Lisa Bosetzky floh im heißen Hochsommer in Deutschland in das kühle Snaefellsnes, Island – und erlebte dabei den Ritt ihres Lebens, indem sie auf Isländern töltend eine Wildpferdeherde begleitete
Text: Lisa Bosetzky; Foto: Thomas Beuschlein

Deutschland – 30 Grad im Schatten. Hochsommer. Es ist also endlich wieder so weit – die nächste Reitreise nach Island steht an. Voller Vorfreude packe ich meine Reisetasche: Kleidung für jedes Wetter, desinfizierte Reitsachen, Schokolade und Nüsse dürfen auch nicht fehlen für Zwischendurch. Und los geht es zum Flughafen. Ich lande um Mitternacht in gleißender Sonne in Kevlavik. Schöner kann der Empfang nicht sein. Am nächsten Morgen erkunde ich noch das tolle Reykjavik, und am Nachmittag trifft sich die Reitgruppe das erste Mal und lernt den Stall des Veranstalters kennen. Dort bekommen wir jede Menge Informationen für die bevorstehenden Tage mit auf dem Weg.

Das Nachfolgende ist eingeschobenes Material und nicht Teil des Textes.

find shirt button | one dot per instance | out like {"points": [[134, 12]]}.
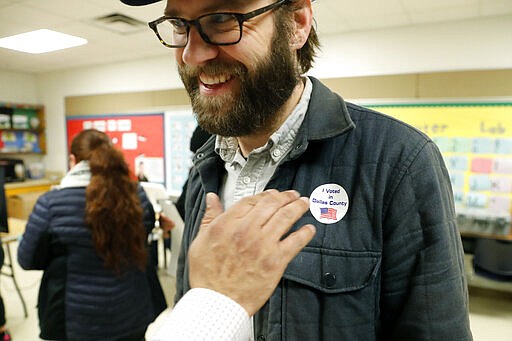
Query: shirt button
{"points": [[329, 279]]}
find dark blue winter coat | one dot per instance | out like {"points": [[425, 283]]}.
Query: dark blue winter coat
{"points": [[79, 298]]}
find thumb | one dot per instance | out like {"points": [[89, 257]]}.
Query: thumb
{"points": [[213, 208]]}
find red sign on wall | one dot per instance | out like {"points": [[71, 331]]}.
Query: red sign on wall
{"points": [[140, 137]]}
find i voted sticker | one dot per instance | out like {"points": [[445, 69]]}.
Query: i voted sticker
{"points": [[328, 203]]}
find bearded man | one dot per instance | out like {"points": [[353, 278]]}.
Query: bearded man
{"points": [[386, 262]]}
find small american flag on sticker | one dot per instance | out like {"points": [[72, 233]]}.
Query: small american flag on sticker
{"points": [[328, 213]]}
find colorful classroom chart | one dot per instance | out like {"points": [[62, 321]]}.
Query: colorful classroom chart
{"points": [[475, 140]]}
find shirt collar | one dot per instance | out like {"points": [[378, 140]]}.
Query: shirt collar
{"points": [[280, 141]]}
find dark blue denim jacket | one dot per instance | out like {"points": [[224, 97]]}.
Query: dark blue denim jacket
{"points": [[392, 268]]}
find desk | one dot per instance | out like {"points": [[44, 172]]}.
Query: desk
{"points": [[16, 229]]}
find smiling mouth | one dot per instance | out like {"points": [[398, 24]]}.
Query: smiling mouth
{"points": [[211, 81]]}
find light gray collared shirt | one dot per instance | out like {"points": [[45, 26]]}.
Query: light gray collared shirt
{"points": [[249, 176]]}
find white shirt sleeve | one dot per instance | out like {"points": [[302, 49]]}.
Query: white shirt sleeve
{"points": [[203, 314]]}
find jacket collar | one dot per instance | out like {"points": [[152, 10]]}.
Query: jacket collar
{"points": [[327, 116]]}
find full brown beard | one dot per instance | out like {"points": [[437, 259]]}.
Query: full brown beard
{"points": [[263, 91]]}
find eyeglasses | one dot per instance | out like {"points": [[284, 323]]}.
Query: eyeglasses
{"points": [[214, 28]]}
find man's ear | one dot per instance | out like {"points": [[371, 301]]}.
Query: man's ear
{"points": [[303, 19]]}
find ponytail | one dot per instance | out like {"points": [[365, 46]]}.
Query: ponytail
{"points": [[113, 209]]}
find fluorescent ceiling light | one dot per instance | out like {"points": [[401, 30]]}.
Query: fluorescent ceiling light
{"points": [[41, 41]]}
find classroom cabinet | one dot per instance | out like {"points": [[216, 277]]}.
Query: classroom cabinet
{"points": [[22, 129]]}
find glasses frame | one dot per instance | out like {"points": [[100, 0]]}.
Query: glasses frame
{"points": [[240, 17]]}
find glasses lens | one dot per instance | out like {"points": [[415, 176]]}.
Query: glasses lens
{"points": [[173, 32], [221, 28]]}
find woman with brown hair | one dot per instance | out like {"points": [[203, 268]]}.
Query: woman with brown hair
{"points": [[90, 237]]}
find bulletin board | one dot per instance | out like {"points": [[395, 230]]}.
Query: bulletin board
{"points": [[179, 126], [139, 136], [475, 140]]}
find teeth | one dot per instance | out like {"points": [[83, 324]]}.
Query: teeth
{"points": [[213, 80]]}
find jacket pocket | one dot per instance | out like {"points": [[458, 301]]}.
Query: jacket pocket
{"points": [[333, 271], [331, 295]]}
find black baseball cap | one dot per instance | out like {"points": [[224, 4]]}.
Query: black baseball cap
{"points": [[146, 2], [138, 2]]}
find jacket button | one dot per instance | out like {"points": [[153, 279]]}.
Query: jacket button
{"points": [[329, 279]]}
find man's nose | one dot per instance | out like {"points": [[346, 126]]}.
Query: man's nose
{"points": [[197, 51]]}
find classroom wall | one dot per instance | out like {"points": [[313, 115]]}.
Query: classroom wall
{"points": [[400, 63]]}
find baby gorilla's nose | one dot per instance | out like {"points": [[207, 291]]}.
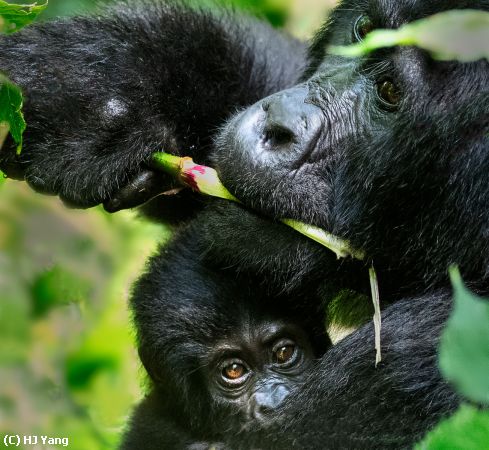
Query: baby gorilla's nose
{"points": [[290, 122], [266, 400]]}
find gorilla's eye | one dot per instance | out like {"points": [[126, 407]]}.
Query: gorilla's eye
{"points": [[234, 371], [388, 93], [362, 27]]}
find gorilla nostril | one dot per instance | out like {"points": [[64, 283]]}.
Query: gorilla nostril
{"points": [[278, 136]]}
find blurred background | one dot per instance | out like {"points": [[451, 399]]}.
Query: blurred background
{"points": [[68, 367]]}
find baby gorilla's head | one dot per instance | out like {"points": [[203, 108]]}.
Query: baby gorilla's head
{"points": [[222, 355], [251, 369]]}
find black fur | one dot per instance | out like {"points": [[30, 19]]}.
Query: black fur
{"points": [[407, 183], [183, 309]]}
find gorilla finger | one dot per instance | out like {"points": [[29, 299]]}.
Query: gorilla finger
{"points": [[144, 187]]}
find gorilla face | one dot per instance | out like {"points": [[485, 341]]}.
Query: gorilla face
{"points": [[365, 147]]}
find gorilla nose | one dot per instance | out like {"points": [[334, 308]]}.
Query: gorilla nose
{"points": [[267, 400], [289, 120]]}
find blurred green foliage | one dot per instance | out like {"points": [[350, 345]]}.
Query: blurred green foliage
{"points": [[68, 366], [464, 361]]}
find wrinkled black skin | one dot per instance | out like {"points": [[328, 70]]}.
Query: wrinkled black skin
{"points": [[407, 184], [188, 327]]}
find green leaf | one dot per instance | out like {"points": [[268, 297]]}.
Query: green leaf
{"points": [[11, 117], [57, 287], [467, 429], [464, 349], [14, 17], [461, 35]]}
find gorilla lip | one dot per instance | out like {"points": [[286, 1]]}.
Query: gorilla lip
{"points": [[205, 180]]}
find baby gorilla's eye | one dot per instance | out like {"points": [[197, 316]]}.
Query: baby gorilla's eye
{"points": [[284, 354], [388, 93], [362, 27]]}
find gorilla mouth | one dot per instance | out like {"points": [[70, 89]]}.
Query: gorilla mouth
{"points": [[204, 180]]}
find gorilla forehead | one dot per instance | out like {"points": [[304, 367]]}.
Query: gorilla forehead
{"points": [[353, 164]]}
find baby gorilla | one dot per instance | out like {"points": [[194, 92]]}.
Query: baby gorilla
{"points": [[221, 355]]}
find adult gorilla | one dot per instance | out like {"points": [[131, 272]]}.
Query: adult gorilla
{"points": [[389, 151]]}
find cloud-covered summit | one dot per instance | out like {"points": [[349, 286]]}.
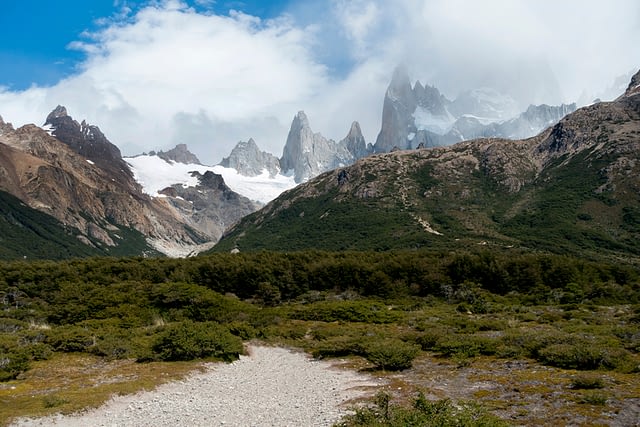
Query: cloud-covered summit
{"points": [[170, 72]]}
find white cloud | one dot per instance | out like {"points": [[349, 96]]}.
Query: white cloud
{"points": [[167, 74]]}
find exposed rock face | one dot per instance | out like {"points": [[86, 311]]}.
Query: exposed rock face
{"points": [[179, 154], [534, 120], [399, 105], [83, 182], [308, 154], [248, 160], [88, 141], [571, 189], [634, 86], [422, 117]]}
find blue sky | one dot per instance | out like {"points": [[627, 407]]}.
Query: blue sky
{"points": [[34, 46], [152, 74]]}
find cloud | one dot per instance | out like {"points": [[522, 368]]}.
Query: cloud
{"points": [[168, 73]]}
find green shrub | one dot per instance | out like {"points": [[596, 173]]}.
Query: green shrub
{"points": [[188, 340], [70, 339], [391, 354], [12, 364], [584, 382], [467, 346], [113, 347], [340, 346], [585, 356], [594, 398], [439, 413], [347, 311]]}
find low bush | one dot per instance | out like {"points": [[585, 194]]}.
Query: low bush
{"points": [[467, 346], [69, 339], [391, 354], [422, 413], [340, 346], [347, 311], [585, 356], [188, 340], [12, 364], [584, 382]]}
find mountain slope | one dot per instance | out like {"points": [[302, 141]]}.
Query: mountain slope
{"points": [[573, 188], [85, 185], [30, 234]]}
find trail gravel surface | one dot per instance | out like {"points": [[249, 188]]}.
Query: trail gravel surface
{"points": [[269, 387]]}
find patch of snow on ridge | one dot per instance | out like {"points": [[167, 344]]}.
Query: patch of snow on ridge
{"points": [[425, 119], [156, 174]]}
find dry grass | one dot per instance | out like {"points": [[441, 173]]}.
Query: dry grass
{"points": [[72, 382]]}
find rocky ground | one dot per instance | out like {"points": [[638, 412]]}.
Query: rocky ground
{"points": [[269, 387]]}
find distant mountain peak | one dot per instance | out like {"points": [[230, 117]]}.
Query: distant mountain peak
{"points": [[355, 130], [300, 120], [59, 111], [307, 154], [248, 160]]}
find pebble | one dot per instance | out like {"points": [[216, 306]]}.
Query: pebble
{"points": [[270, 387]]}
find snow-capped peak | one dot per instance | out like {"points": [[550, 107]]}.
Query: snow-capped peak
{"points": [[156, 174]]}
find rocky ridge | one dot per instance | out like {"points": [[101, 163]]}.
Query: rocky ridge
{"points": [[420, 116], [307, 154], [72, 172], [568, 189], [181, 154], [249, 160]]}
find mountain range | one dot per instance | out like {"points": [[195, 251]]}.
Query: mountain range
{"points": [[571, 189], [67, 177]]}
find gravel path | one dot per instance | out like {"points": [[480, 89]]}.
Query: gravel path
{"points": [[270, 387]]}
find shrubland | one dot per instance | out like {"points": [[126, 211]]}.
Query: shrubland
{"points": [[388, 309]]}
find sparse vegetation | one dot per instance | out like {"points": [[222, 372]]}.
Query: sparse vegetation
{"points": [[388, 312]]}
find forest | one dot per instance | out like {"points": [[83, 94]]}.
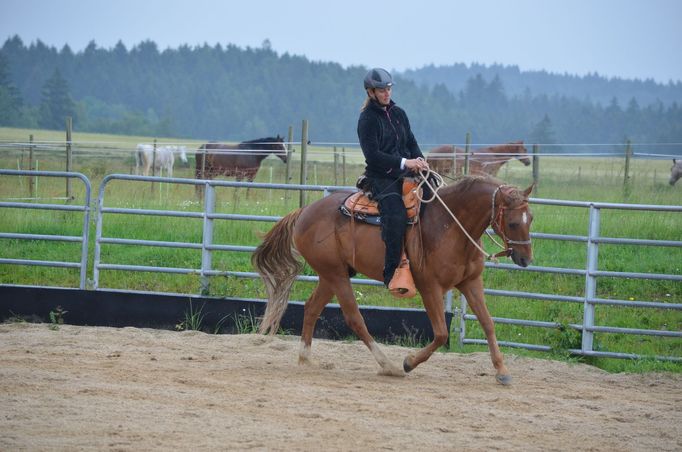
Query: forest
{"points": [[224, 92]]}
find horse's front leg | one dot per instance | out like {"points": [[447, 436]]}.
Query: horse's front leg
{"points": [[311, 312], [433, 303], [473, 292]]}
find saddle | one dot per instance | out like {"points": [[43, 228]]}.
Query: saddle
{"points": [[362, 207]]}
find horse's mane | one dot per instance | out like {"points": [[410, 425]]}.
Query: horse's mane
{"points": [[464, 184], [261, 140]]}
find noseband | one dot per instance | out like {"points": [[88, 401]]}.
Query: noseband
{"points": [[497, 222]]}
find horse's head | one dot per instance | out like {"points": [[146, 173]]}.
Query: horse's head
{"points": [[519, 149], [276, 144], [511, 221], [182, 150], [675, 171]]}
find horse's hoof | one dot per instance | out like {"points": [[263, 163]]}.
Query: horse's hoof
{"points": [[504, 380], [391, 371]]}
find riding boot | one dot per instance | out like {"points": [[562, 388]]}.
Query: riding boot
{"points": [[402, 284]]}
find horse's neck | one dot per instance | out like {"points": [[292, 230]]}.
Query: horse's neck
{"points": [[472, 208]]}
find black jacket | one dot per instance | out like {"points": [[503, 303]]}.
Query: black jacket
{"points": [[385, 138]]}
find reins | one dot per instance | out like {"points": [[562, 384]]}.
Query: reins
{"points": [[496, 216]]}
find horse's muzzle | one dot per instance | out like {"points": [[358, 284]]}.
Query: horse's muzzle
{"points": [[521, 261]]}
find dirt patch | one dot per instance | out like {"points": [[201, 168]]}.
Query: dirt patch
{"points": [[140, 389]]}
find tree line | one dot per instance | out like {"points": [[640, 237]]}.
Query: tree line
{"points": [[231, 93]]}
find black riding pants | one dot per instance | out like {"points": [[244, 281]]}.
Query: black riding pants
{"points": [[388, 193]]}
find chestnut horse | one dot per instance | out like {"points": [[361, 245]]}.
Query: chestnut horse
{"points": [[487, 160], [239, 160], [441, 257]]}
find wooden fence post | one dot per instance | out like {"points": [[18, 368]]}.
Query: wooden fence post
{"points": [[454, 161], [536, 167], [304, 157], [31, 179], [467, 148], [154, 165], [626, 177], [69, 156], [336, 166], [343, 164], [290, 153]]}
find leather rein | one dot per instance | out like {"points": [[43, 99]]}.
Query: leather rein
{"points": [[496, 216]]}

Wir sind eine buntgemischte Gruppe verschiedener Nationen: 19 Frauen und ein Mann. Am nächsten Morgen werden wir abgeholt und zur Farm gefahren. Dort werden wir schon freudig vom gesamten Team begrüßt. Nach dem Schmieren der Lunchpakete suchen wir uns die wichtigsten Utensilien für die nächsten Tage aus – Satteltaschen, Helm, schöne orangefarbene Regenkleidung und einen Sattel. Satteldecken gibt es nicht; die Pferde werden nur etwas abgebürstet, Sattel drauf und los geht’s.
Na ja, fast… Auf unsere Tour über die Halbinsel Snaefellsnes kommt eine Herde von circa 100 Islandpferden mit. Dicht gedrängt stehen sie mit wehender Mähne zusammen und denken gar nicht daran, sich einfangen zu lassen. Es dauert also eine Weile bis die passenden Pferde für die Gäste und das Team zusammengesucht sind. Es heißt, sich gedulden. Und bei irgendeinem Pferd fehlt eigentlich immer ein Hufeisen. Die Pferde werden je nach Streckenlänge zwei bis drei Mal am Tag gewechselt; wenn Rast auf freier Strecke gemacht wird, wird einfach ein langes Seil genommen und quer gespannt, sodass alle halten, und das Ritual beginnt von vorne.
Die ersten zwei Reittage geht es zunächst in die bunten Berge und über Lavafelder. Einzigartige Landschaften. Anders, als erwartet, ist es auch für isländische Verhältnisse warm und trocken. Es hat lange nicht geregnet, und die Herde wirbelt so viel Staub auf, dass man den Schweif vom Vorderpferd kaum sieht. Das ändert sich die nächsten Tage, denn nun geht es weiter an der Küste entlang. Freie Sicht auf die Herde, Sonne, Blick auf den Snaefellsnes; die Pferde haben Platz, der Boden ist flach, die Pferde tölten – es ist einfach wunderschön.
Ab jetzt richtet sich unser Rhythmus nach den Gezeiten: Wir sind mitten in der hellen Nacht aufgestanden und haben unsere schöne Tour fortgesetzt. Ein Teil der Gruppe hat uns verlassen, weil sie nur die ersten Tage gebucht hatten. So konnte sich die verbliebene Hälfte die besten Pferde aus der Herde aussuchen. Nach ein paar Tagen hatte auch jeder schon seine Lieblinge gefunden. Die Unterkünfte waren eher spartanisch, dafür war das Essen immer sehr lecker, und meine Befürchtungen, als Vegetarierin in Island zu verhungern, haben sich nicht bestätigt. Reiten kann man auf der ganzen Welt, aber töltend eine frei laufende Herde von Islandpferden über hunderte Kilometer zu führen oder zu treiben, das kann man nur in Island. Trotzdem ist Vorsicht geboten – Suchtgefahr!